The separate page on punctuation is interesting. They recommend against using curly apostrophes, although they do not give a rationale for this choice.
That page doesn’t follow its own advice. It recommends against contracting “you have”, but goes on to do so later in the page. Contradictions are always a bit funny on a style guide because of the imperative voice.
It’s wild to me how prevalent and yet how poorly understood dyscalculia is. It’s around 6% in the Caucasian population, which pretty much guarantees one kid has it in every classroom. And yet, there’s very little good info on what actually works when teaching affected kids (source: my daughter has it), especially compared to the enormous well oiled machine that swings into action when a kid is diagnosed with dyslexia. I get that dyslexia is worse because you have to be able to read to learn anything, but it’s frustrating.
This is good guidance except they get the date format wrong.
(Teasing. I’ve always thought the US MM/DD/YYYY format makes absolutely no sense. Why don’t the units go small, bigger, biggest? Why do we continue to put up with that?)

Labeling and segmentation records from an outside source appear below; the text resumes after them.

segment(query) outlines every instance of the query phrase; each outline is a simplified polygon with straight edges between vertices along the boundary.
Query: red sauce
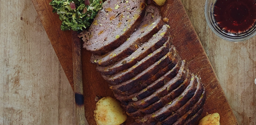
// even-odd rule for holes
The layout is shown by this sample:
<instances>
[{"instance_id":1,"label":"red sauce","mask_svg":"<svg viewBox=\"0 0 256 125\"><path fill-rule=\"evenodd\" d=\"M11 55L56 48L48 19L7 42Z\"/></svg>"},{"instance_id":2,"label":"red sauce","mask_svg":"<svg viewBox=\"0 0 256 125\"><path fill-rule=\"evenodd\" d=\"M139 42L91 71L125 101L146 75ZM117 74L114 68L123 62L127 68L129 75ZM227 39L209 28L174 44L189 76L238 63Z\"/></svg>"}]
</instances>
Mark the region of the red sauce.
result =
<instances>
[{"instance_id":1,"label":"red sauce","mask_svg":"<svg viewBox=\"0 0 256 125\"><path fill-rule=\"evenodd\" d=\"M213 10L214 18L222 30L239 34L255 24L255 0L217 0Z\"/></svg>"}]
</instances>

I've always disliked 100% more being twice as much. And I hate 7000% being seven times as much. Gone up 100% vs now 200% bigger.. way confusing.
"It's double"
Spurious use of % is Hard.
Fractions can be more comprehensible than decimals half as big vs 0.5 can you really be confident 0.00125 is a meaningful value applied to 2mm? Its less than 1% bigger.. approximations are useful.
I bet more people know what a right angle is than know its 90° or the equivalent in radians
Interesting note about using "to" for ranges. I see things like "between 15-20" or "from 15-20" all the time at work, and it's never clear whether 20 is included in that range.
Is "from 15 to 20" more clear, without context on any of these? Or is it always context dependent? How about "between 15 and 20"?